Installation & Setup
Install the PgBeam SDK, configure the client, authenticate, and learn the two access patterns.
Installation
Client setup
import { PgBeamClient } from "pgbeam";
const client = new PgBeamClient({
token: "pbk_...",
baseUrl: "https://api.pgbeam.com",
});
const { api } = client;Constructor options
| Option | Type | Description |
|---|---|---|
token | string | null | () => Promise<string | null> | JWT token, API key, or async function that resolves one |
baseUrl | string | Base URL of the PgBeam API |
fetch | typeof globalThis.fetch | Optional custom fetch implementation |
onResponse | OnResponseHook | Optional hook called after every response |
Authentication
The token constructor option accepts a static string, an async function, or
an API key. Choose the approach that fits your environment.
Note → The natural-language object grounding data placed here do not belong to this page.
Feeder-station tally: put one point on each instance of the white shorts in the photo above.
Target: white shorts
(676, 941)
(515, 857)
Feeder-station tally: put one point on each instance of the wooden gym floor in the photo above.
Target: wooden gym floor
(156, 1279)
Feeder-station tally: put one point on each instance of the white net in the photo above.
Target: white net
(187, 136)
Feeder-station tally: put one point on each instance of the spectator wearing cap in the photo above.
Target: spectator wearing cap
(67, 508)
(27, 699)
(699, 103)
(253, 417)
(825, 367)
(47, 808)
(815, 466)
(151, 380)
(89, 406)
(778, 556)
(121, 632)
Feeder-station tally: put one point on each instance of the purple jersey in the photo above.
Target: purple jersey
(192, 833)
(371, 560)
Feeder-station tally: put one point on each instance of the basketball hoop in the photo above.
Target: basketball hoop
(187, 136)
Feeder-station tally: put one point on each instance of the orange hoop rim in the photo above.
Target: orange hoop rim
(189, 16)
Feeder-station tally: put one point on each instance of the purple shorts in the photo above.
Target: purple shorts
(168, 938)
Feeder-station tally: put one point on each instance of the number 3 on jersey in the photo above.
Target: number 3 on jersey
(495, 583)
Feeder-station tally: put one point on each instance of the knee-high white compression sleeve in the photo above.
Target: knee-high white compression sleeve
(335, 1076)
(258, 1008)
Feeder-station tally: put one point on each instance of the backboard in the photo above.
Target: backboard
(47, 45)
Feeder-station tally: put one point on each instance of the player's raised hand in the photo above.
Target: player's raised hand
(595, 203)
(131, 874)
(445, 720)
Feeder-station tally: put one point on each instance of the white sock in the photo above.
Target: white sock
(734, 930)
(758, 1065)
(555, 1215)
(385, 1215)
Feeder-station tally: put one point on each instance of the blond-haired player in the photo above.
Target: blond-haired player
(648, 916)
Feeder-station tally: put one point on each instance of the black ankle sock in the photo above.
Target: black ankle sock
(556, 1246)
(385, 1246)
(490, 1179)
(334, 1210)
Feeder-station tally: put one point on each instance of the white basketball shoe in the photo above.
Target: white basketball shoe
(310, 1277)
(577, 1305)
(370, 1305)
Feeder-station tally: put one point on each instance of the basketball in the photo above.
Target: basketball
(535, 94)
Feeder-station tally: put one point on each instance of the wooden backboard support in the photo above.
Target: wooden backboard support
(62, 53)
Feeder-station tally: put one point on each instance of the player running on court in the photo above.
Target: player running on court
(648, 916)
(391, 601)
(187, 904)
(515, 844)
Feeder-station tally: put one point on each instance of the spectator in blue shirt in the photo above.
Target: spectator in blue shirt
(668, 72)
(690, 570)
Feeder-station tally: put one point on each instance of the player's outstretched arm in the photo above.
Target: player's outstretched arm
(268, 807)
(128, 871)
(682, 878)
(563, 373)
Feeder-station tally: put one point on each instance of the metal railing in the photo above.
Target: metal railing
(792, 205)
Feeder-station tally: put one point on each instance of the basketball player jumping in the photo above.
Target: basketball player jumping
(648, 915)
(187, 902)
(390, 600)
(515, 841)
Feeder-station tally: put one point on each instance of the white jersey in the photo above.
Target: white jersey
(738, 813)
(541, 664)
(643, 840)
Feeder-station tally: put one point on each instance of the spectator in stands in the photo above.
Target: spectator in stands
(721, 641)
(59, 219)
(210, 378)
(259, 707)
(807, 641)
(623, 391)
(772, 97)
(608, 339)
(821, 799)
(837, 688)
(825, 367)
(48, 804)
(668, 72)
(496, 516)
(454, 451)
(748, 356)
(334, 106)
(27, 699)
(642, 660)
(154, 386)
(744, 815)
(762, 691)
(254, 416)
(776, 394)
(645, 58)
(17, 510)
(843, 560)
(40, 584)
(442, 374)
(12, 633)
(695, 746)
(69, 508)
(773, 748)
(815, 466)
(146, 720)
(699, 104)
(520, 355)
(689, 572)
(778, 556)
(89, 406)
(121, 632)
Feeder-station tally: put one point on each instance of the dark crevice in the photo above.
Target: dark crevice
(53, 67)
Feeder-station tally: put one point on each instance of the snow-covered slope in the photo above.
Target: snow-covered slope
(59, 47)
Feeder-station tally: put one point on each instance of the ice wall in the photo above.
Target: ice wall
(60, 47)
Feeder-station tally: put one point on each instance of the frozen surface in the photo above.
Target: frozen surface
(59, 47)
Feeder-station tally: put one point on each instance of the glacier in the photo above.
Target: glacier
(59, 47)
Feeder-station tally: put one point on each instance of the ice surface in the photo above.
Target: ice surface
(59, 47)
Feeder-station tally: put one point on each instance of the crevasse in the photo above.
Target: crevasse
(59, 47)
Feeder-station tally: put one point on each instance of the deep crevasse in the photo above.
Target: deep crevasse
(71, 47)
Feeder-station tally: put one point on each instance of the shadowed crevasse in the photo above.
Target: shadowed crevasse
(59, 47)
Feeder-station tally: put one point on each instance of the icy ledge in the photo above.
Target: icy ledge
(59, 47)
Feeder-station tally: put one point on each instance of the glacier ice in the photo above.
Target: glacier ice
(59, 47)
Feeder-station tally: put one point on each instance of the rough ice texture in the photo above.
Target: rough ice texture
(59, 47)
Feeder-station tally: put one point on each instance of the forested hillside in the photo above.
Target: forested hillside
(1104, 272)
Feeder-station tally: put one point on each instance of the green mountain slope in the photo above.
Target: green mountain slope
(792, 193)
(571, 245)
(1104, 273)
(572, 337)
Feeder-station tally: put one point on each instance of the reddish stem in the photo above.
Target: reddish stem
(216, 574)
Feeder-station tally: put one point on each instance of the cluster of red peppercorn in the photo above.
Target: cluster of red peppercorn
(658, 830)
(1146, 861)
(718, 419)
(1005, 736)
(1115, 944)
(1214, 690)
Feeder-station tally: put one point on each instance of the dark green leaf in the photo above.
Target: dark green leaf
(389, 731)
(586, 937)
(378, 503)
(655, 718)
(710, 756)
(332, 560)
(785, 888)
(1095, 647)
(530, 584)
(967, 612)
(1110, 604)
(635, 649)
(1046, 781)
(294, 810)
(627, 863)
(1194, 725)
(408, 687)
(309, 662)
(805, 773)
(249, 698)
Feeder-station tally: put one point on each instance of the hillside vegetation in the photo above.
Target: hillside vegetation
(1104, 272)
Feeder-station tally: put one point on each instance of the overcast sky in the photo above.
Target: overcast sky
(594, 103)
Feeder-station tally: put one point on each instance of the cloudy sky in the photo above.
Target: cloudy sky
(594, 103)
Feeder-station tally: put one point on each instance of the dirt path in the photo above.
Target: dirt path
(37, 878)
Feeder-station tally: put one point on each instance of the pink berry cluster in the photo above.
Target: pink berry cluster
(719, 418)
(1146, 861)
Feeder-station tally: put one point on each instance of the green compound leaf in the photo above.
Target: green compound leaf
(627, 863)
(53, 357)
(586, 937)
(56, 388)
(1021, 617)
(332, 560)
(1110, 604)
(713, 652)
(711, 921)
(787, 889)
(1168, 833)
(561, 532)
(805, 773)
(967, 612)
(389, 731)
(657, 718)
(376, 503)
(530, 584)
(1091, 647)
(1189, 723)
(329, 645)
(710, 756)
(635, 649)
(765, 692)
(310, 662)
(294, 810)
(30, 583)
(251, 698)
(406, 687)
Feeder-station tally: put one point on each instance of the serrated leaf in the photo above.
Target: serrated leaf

const client = new PgBeamClient({
token: "your-session-token",
baseUrl: "https://api.pgbeam.com",
});const client = new PgBeamClient({
token: async () => {
// Refresh or fetch token dynamically
return await getToken();
},
baseUrl: "https://api.pgbeam.com",
});const client = new PgBeamClient({
token: "pbk_your_api_key",
baseUrl: "https://api.pgbeam.com",
});See API Keys for key creation and rotation.
Usage patterns
The SDK supports two styles for making requests: tag-based access and route-based access. Both are fully type-safe.
Tag-based access
Methods are grouped by tag: projects, databases, analytics, platform,
and account.
// List all projects
const projects = await api.projects.listProjects({
queryParams: { org_id: "org_xxx" },
});
// Get a single database
const db = await api.databases.getDatabase({
pathParams: { project_id: "prj_xxx", database_id: "db_xxx" },
});Route-based access
Use api.request() with a route string for a more REST-like style:
const projects = await api.request("GET /v1/projects", {
queryParams: { org_id: "org_xxx" },
});
const project = await api.request("GET /v1/projects/{project_id}", {
pathParams: { project_id: "prj_xxx" },
});Which style should I use?
Tag-based access is recommended for most use cases. It provides better discoverability through IDE autocomplete. Route-based access is useful when you want your code to mirror the REST endpoints directly.